In summary, the validity of the multi-locus analyses based on GWAS summary data depends on how accurate the correlations of z-scores are estimated, which in turn requires knowledge on the SNP coverage in individual studies participating in the meta-analysis. When the SNP coverage information is unknown, our results demonstrate that three commonly used multi-locus analyses under oversimplified SNP coverage assumptions could suffer from inflated type I errors. This issue persists in many other multi-locus analyses, as long as estimating z-score correlation at considered SNPs is required. These include a wide range of commonly used analytic procedures, including gene- and pathway-based tests [6–10, 15, 16, 26–28] and summary statistics imputation [11–14]. Inappropriate SNP coverage assumptions have no effect on the heritability estimates [18–20] but can lead to underestimated variances. The assumption on SNP coverage may only have a negligible impact on some other analyses that often target on SNPs in low LD, such as rare variant analyses [29–31] and Mendelian randomization [17].

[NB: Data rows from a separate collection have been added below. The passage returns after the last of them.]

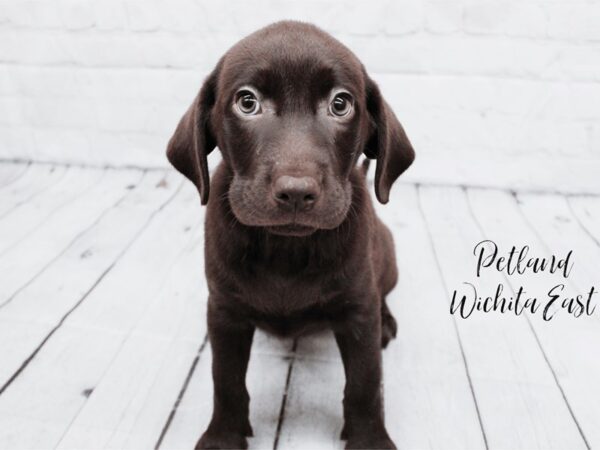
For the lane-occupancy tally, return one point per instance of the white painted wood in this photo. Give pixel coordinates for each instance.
(79, 354)
(141, 380)
(313, 414)
(553, 220)
(519, 402)
(17, 226)
(135, 337)
(266, 379)
(428, 401)
(9, 173)
(568, 342)
(22, 262)
(587, 211)
(35, 180)
(39, 307)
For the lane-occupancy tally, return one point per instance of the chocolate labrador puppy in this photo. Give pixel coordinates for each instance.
(292, 240)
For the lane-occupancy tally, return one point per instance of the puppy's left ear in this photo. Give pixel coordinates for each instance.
(387, 143)
(193, 139)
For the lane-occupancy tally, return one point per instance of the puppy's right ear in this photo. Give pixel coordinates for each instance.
(193, 139)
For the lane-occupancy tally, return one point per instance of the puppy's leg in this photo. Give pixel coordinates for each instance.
(389, 328)
(359, 338)
(230, 339)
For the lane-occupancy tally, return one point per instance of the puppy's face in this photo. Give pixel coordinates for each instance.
(292, 120)
(291, 110)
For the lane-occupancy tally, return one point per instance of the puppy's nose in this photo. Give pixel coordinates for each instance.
(300, 193)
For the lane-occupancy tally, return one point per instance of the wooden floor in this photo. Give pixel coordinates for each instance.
(103, 335)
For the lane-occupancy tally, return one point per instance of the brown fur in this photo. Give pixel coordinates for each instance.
(287, 269)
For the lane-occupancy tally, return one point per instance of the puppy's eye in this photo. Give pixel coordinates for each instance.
(341, 105)
(247, 103)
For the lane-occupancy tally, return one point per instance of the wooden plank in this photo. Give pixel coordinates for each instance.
(266, 381)
(429, 403)
(519, 402)
(10, 172)
(552, 218)
(130, 405)
(78, 355)
(25, 260)
(41, 305)
(34, 181)
(564, 339)
(313, 411)
(17, 226)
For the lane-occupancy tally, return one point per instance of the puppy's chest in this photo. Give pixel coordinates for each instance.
(290, 307)
(283, 295)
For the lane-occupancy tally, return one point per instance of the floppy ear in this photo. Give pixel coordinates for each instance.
(387, 143)
(193, 140)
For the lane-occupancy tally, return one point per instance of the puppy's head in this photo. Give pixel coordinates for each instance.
(291, 110)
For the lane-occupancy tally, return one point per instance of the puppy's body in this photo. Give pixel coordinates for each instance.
(292, 239)
(290, 285)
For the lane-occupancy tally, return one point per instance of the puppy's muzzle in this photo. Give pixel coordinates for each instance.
(296, 193)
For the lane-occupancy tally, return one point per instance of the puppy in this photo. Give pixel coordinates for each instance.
(292, 240)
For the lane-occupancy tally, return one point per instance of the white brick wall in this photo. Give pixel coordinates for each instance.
(491, 92)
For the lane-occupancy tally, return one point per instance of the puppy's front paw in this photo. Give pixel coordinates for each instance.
(221, 439)
(369, 441)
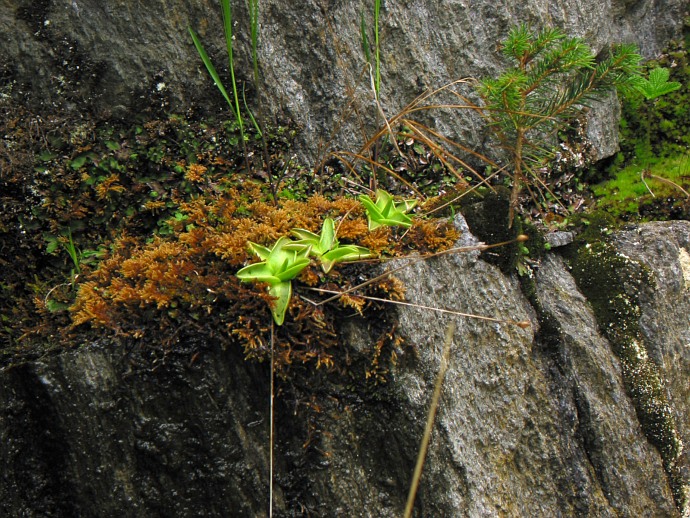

To the best of our knowledge, except for the sARTP procedure for gene- and pathway-based analysis, other existing summary data-based multi-locus approaches either make the uniform or nested coverage assumption in their implementations, partially because the SNP coverage information is usually unavailable in public GWAS meta-analysis results. To maximize the utility of GWAS data, and more importantly, to ensure the validity of summary data-based joint analyses, we advocate that GWAS meta-analysis consortia should also post SNP coverage information, along with the study-specific sample sizes in the future. A convenient way to release such information is to follow the format adopted by programs METAL [32] and ARTP2 [5], which requires a column of SNP effect direction strings, e.g. ‘ ++?-’, where ‘+’ or ‘-’ gives the sign of the SNP effect relative to the reference allele, and ‘?’ indicates that the SNP is missing from a study. We also suggest that investigators who develop analytic tools based on GWAS summary data should pay attention to the variation in SNP coverage pattern and adjust for it appropriately.

Key Points

  • Multi-locus analyses are effective joint testing procedures, as GWAS meta-analysis summary statistics become easily available.

  • Assuming inappropriate SNP coverage in many widely used multi-locus association tests, such as the conditional test and gene- and pathway-based tests, for analyzing summary data can result in highly inflated type I errors.

  • Publishing GWAS summary data with detailed SNP coverage information is recommended for GWAS consortia.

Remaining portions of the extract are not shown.